Kathy Zowin feels optimistic about the summer. But she's a bit nervous about the economy, and how it might affect vacation plans.
"It doesn't make you feel real secure," Zowin said.
At Noah's Ark Water Park, reservations are running even with last year, said co-owner Tim Gantz. The water park is offering discount advance tickets through 380 Kwik Trip convenience stores in Wisconsin and eastern Iowa to spark sales. It's the biggest such promotion ever done by Noah's Ark, Gantz said.
Running ahead
Nelson and Eck both said summer bookings are so far running ahead of last season at Kalahari and Wilderness Territory. The 300-room Hotel Rome, part of Mt. Olympus Water and Theme Park, is almost completely booked for Memorial Day weekend, Laskaris said.
"I think there's just a real buzz," Eck said. "Guests want to come back and see this lake that was built in 11 months."
At the 74-room Baker's Sunset Bay Resort, bookings are up about 5%, said owner Dawn Baker. She's looking forward to bouncing back from last summer's 40% decline in business.
"We never really realized how beautiful the lake was until it was gone," Baker said.
At Tommy Barlett, business can't go anywhere but up from the lost summer of 2008, Diehl said.
The overall Dells area, positioned within a relatively short drive of Milwaukee, Chicago and Minneapolis, has weathered past recessions, he said.

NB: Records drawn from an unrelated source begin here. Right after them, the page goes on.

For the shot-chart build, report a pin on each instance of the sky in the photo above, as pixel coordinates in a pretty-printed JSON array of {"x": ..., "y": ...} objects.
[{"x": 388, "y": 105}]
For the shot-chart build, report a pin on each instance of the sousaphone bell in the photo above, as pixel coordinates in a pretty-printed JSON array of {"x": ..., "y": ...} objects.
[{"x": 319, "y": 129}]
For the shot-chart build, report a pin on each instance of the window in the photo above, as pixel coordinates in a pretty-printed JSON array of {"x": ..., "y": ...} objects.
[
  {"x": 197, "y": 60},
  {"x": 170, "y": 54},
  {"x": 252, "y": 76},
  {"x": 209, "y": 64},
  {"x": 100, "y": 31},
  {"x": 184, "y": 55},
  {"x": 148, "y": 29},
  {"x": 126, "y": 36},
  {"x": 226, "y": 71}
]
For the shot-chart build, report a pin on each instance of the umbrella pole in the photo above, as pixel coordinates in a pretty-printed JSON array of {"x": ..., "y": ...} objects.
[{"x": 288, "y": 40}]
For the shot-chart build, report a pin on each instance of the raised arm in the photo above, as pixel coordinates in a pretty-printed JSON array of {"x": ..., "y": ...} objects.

"People in tough times, and even with higher gas prices, take shorter trips," Diehl said.
That's what the Allessis, at Sandrift Resort, are hoping. Their business fell by 79% last year, so they're selling a nearby lake condo and other assets to raise cash.
"Our problem is survival," Chris Allessi said. "If we have another bad year, I don't know what we're going to do. You can only sell so much."